Trezzo sull'Adda (Milano), 24 gennaio 2021 - «È in anticipo , ma è il più bel regalo di compleanno della mia vita. Adesso posso compiere 100 anni". Per Armida Ferrari, nata il 3 ottobre 1921, veterana della casa di riposo Anna Sironi di Trezzo, la notte prima del vaccino è stata come quella che precede un esame. "Un batticuore unico", racconta dopo l’iniezione. "Avevo paura e invece non mi sono neanche accorta dell’ago. Abbiamo aspettato tanto questo momento". Non vedeva l’ora anche Alessandra Del Miglio, classe 1941, arrivata sull’Adda da Milano, tanto tempo fa. È stata la prima ospite della Rsa di via Nenni a ricevere la dose Pfizer: "Ho aspettato gli infermieri alla finestra", ammette felice. "La giornata che ha portato la grande speranza verrà ricordata a lungo – dice il coordinatore Simone Centenaro –. Fino all’ultimo abbiamo temuto che saltasse tutto. Con i chiari di luna sulle forniture, la partenza della campagna era a rischio. Abbiamo ricevuto 18 fiale su 56 richieste, ma forse è un bene. Dopo l’iniezione gli scettici si stanno ricredendo". Per la prima tranche la scelta è caduta "su chi non era mai entrato in contatto con il virus, persone completamente inermi – aggiunge il responsabile della struttura –. È stato davvero emozionate", "dopo tutto quello che abbiamo passato", sottolinea Armida.

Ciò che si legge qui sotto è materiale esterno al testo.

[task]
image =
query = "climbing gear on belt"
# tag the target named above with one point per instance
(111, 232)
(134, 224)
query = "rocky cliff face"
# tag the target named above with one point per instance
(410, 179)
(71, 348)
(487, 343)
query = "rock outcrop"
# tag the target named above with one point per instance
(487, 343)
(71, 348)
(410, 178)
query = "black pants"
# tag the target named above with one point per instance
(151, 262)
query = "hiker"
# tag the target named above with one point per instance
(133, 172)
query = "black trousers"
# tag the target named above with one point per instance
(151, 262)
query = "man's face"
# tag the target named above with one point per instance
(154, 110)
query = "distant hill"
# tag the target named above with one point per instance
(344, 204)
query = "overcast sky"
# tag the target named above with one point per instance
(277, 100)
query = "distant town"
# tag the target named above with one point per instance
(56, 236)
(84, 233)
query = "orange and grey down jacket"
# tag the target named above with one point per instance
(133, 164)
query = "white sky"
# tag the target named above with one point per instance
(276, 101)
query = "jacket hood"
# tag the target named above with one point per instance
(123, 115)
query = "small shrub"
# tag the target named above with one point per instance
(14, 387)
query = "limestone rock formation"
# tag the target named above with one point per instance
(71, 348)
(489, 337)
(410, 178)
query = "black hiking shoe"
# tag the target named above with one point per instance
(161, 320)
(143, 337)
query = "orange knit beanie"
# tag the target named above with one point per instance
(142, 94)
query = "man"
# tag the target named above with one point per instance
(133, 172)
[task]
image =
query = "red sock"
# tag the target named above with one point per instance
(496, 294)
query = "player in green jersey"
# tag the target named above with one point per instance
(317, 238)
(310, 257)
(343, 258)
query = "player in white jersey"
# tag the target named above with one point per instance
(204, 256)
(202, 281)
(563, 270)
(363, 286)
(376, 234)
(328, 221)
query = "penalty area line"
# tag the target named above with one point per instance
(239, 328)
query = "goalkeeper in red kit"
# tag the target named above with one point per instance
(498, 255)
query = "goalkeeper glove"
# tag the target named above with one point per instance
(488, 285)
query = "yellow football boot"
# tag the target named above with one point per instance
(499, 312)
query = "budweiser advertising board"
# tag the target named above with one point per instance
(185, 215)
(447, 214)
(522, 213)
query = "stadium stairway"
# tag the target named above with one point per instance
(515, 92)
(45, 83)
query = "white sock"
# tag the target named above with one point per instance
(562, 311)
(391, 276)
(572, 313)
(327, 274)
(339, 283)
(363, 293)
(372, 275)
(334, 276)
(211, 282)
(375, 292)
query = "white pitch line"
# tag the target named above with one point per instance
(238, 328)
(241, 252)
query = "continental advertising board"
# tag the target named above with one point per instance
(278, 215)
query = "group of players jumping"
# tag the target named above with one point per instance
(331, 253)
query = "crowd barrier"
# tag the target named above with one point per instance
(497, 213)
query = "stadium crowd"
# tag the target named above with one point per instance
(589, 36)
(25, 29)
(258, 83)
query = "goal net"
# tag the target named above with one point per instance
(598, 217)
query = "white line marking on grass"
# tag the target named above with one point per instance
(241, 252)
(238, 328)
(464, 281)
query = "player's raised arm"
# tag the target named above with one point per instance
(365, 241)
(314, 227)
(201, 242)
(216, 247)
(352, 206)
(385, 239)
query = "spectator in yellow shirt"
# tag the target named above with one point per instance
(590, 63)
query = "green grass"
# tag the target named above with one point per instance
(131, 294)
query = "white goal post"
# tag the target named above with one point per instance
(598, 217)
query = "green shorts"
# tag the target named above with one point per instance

Qui, durante la prima ondata i decessi sono stati una ventina "poi abbiamo blindato tutto, ma è stata dura. Per mesi abbiamo combattuto a mani nude, adesso abbiamo un’arma contro la malattia". Un messaggio che gli over 80 hanno recepito benissimo: "L’educatrice ha portato avanti un grande lavoro di informazione, ma da settimane è in corso una specie di tribunale elettorale vecchio stile che va in scena a tutte le ore: il partito dei no-vax, decisamente esiguo, è praticamente sparito". Ora si teme per i ritardi della casa farmaceutica americana: ieri Pfizer ha annunciato un taglio del 20%, almeno fino al primo febbraio. Intanto, alla casa di riposo la direzione ha deciso di togliere le tende dalla grande vetrata-acquario che all’ingresso separa familiari e ospiti.